An ex-soldier and his pet puma struck out together into the forests of Poland last weekend, triggering a massive, days-long manhunt that ended with the man surrendering his feline friend to a new life at a local zoo.
The man, an Afghan war vet named Kamil Stanek, was fleeing a court order to turn over his pet puma, Nubia, to a zoo in the Polish city of Poznan, according to reports. He had been fined twice before for keeping the illegal cat, which critics said was being kept in substandard conditions, the AFP reports.
Stanek had argued that Nubia was in a good place with him, and that he would always be her “father.”
Zoo employees allege that Stanek threatened them with a knife when they showed up for the court-ordered handoff on Friday. Police said they were not informed of the handoff ahead of time, and were not present for the incident.

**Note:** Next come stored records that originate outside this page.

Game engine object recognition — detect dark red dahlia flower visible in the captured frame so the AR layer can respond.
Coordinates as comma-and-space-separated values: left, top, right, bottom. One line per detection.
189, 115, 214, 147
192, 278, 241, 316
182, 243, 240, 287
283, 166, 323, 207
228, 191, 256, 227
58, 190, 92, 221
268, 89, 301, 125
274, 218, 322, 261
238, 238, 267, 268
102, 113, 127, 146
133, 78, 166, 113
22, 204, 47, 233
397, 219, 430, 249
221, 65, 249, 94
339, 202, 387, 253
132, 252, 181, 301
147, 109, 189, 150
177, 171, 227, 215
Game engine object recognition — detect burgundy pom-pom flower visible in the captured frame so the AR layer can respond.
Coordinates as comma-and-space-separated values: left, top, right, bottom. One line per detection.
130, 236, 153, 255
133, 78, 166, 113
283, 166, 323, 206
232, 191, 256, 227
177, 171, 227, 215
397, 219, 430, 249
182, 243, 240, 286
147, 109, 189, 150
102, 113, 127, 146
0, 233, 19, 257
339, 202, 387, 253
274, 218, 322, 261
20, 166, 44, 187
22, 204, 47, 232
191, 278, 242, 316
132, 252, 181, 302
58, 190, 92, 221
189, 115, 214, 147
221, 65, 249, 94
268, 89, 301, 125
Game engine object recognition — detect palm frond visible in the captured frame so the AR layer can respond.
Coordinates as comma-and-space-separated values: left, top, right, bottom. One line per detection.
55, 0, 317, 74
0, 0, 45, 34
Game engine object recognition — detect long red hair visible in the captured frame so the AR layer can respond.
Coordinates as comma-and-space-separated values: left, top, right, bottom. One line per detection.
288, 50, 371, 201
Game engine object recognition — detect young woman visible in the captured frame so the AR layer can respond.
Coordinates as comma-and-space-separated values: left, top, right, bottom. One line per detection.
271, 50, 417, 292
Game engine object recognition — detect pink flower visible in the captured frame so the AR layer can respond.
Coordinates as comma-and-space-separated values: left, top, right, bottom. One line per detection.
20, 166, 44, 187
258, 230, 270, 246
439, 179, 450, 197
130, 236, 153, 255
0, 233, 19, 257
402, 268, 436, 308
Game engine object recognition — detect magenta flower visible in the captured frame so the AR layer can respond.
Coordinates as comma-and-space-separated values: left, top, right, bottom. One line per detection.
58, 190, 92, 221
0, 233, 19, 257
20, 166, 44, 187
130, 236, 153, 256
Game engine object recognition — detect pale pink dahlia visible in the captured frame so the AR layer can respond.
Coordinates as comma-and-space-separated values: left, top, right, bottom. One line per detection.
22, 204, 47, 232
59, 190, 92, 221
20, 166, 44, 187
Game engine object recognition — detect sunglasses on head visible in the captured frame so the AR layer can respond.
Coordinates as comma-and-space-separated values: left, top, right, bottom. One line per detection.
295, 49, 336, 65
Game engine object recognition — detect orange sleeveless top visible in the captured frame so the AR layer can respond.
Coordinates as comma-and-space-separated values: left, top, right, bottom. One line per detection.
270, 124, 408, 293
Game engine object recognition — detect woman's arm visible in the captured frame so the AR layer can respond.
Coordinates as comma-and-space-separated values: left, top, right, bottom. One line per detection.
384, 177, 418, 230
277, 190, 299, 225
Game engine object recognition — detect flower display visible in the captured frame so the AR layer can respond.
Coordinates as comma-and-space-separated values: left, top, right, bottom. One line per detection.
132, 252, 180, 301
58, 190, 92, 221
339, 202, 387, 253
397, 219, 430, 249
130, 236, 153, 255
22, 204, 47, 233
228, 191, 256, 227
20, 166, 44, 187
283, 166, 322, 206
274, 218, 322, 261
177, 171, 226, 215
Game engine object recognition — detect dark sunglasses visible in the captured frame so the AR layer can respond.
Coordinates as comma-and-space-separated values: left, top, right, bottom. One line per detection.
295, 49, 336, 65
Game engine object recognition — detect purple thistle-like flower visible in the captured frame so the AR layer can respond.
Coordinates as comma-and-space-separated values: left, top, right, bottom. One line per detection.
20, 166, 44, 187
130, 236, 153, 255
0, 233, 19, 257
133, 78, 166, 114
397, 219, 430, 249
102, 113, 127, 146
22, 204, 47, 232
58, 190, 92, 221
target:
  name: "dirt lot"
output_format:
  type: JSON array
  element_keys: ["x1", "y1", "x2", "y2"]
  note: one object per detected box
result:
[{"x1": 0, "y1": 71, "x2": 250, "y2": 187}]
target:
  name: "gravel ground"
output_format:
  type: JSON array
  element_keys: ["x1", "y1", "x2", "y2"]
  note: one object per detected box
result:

However, local journalist Piotr Żytnicki, who was present for the handoff, said police should have known the time and simply failed to arrive.
Video posted on Facebook by Żytnicki shows the handoff spiralling out of control, with lots of shouting and confusion between Stanek, the zoo staff and gathered journalists.
“He waved a knife, put it around his neck, threatened to kill himself, and he wouldn’t give up the puma,” Żytnicki wrote in his account of the incident. “He also tried to terrorize a random driver with a knife. Then he ran off with the puma into the woods.”
Stanek can be seen bringing the puma out of its cage in the middle of the chaos. The edited video shows Stanek climbing into a car with the cat, then getting out with it and jogging off into the woods with his pet on a leash.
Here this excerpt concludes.